AI is now central to medical communications and the future of publications

Nick Brown, VP of Envision AI Labs
4 minute read

Conversations across the medical communications industry make one thing clear, artificial intelligence is no longer a side topic. It is rapidly becoming central to how the industry works. At the same time, there is a healthy and necessary focus on ethics, governance, transparency, and quality. The momentum is real, the opportunities are growing, and the responsibility is non-negotiable.

AI has moved from experimentation and pilots into expectation. Clients increasingly want to know not only whether AI is used, but also how it is controlled, how outputs are verified, how privacy is protected, and how transparency and disclosure are handled. The organizations that lead will be those that combine momentum with rigor and innovation with trust.

Building the AI business case: understanding the operational impact

One of the most valuable exercises I have seen teams work through is putting together a credible business case for AI. The best versions are hands-on and built around a simple reality: the hard part is not generating text, but making sure workflows are safe, high-quality, and scalable.

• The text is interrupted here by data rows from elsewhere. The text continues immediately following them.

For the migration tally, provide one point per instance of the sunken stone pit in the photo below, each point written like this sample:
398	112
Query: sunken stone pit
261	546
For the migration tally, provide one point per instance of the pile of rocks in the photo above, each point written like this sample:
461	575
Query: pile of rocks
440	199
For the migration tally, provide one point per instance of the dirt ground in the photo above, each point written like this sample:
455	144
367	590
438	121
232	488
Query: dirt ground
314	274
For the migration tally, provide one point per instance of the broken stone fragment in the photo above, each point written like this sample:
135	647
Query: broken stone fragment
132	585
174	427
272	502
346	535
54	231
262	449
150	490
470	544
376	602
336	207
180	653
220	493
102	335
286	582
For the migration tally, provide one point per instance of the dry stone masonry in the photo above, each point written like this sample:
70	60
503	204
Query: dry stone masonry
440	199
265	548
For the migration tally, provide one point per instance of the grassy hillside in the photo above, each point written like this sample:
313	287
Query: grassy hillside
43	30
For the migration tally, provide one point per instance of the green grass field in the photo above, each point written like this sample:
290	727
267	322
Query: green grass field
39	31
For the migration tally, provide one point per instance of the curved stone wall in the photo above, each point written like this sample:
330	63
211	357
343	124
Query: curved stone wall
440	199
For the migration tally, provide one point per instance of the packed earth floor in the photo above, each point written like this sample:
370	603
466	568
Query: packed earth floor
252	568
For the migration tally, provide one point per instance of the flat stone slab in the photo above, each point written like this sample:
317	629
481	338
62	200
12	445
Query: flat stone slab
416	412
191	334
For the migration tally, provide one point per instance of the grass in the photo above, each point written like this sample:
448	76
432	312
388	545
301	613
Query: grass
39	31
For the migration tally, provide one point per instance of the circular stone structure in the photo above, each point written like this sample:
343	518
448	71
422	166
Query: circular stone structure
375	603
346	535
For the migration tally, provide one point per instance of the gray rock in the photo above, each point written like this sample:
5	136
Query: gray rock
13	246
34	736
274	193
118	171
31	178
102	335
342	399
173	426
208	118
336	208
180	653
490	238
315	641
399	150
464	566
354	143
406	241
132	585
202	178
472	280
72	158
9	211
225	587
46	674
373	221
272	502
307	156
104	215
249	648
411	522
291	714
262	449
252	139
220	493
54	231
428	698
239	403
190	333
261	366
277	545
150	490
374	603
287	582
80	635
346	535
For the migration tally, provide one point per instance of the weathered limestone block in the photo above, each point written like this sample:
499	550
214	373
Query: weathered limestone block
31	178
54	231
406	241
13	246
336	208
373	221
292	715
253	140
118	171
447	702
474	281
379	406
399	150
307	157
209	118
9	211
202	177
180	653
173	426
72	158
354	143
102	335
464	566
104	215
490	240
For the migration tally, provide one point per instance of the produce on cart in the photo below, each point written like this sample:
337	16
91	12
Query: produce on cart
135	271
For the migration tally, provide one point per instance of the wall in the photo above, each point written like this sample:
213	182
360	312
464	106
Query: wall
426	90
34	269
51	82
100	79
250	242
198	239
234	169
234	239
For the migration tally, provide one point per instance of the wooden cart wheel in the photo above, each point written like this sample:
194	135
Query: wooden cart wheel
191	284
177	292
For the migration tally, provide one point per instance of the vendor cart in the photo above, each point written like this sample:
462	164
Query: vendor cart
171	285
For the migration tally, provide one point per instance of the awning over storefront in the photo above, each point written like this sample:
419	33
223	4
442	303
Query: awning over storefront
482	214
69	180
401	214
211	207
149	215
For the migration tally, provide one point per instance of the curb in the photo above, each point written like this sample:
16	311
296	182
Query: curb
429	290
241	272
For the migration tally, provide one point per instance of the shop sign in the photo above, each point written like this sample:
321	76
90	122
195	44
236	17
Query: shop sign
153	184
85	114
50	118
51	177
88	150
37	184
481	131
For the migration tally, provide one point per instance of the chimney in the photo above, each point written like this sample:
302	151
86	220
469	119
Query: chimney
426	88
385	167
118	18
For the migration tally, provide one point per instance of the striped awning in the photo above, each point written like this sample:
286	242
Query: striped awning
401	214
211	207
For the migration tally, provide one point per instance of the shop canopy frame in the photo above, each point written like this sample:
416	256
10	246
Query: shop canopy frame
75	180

The discipline this requires is the most useful part. You have to define the problem clearly, identify value, map the workflow end-to-end, surface risks, and design human quality controls from the start rather than bolting them on later.

Some of the most promising use cases are already reshaping how core publications work is done. AI is enabling editorial checks on congress data, turning strategic publications planning into a process that is continuously updated rather than a static PowerPoint deck, and supporting medical strategy through internal agents that develop messaging options, surface relevant data, including HEOR considerations, and assist with key opinion leader ranking.

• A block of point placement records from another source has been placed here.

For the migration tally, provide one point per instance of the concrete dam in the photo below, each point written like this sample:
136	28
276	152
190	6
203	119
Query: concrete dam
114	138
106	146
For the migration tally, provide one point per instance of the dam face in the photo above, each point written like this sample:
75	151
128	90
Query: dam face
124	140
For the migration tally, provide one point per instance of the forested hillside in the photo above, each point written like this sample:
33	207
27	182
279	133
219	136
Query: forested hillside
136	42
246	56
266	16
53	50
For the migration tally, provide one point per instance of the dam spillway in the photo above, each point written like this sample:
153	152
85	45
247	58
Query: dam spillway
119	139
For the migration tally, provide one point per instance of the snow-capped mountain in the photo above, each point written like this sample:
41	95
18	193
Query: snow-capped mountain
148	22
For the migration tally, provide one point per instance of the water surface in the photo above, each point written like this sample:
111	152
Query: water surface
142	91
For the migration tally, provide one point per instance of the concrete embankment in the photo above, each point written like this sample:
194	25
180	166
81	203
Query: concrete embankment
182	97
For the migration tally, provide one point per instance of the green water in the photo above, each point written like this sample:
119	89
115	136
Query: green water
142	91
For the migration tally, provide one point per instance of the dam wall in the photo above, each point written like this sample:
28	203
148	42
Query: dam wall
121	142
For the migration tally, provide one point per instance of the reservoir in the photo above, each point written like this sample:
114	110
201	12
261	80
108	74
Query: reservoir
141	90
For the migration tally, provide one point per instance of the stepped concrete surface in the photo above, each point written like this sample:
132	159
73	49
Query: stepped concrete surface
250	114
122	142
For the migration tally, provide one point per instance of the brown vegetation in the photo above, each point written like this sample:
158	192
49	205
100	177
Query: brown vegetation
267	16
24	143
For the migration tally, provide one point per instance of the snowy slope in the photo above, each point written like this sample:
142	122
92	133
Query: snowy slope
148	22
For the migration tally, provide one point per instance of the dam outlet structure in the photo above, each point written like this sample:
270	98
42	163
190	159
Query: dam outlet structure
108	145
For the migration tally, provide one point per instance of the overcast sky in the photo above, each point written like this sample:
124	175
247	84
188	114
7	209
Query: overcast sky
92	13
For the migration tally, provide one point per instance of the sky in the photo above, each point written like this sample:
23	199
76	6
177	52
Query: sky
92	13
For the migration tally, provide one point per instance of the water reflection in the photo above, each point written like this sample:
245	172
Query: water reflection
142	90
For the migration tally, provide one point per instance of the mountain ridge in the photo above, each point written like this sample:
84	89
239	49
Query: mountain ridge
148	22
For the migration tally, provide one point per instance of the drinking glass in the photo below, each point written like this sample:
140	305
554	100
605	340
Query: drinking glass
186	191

Steering committee operations are also evolving, with AI supporting investigator profiling, evidence-based selection, and meeting preparation.

The biggest takeaway: when you examine ideas through a risk and scale lens, you quickly see which concepts are interesting demonstrations and which are viable candidates for real operational impact.

Quality versus innovation, and a more human direction

There is tension of sorts running through the industry. Should the focus be on quality first, or push innovation harder? The most compelling view is that we must do both, in the right order for each use case, and always with scientific integrity as the foundation.

Eric Topol’s 2019 book Deep Medicine offers a compelling parallel that if AI can make medicine more human, medical communications can follow the same path. The idea is not to replace expertise, but to return time and attention to the work only humans do well – judgment, context, empathy, and strategic interpretation.

Two sentiments come up repeatedly in conversations with clients and peers, often in different words but with the same meaning:

“We are wary of AI in medical communications because of hallucinations, bias, and accuracy concerns.”

“Inertia is the paralysis that can stall innovation. Collaboration is the key to breaking that barrier.”

That rings true for all of us. The industry is moving, but it is moving carefully. The teams that succeed will be the ones that build trust through governance, transparency, and repeatable quality.

Healthcare is an engine of acceleration for AI

Healthcare is one of the strongest drivers of AI evolution. The demand for medical information will continue to grow, and more healthcare-specific tools are emerging for providers, patients, and developers. This is shaping expectations as people want faster access to clearer information while still demanding clinical accuracy and responsibility. Around 5% of all ChatGPT queries are health-related – that’s not something you would want to get wrong!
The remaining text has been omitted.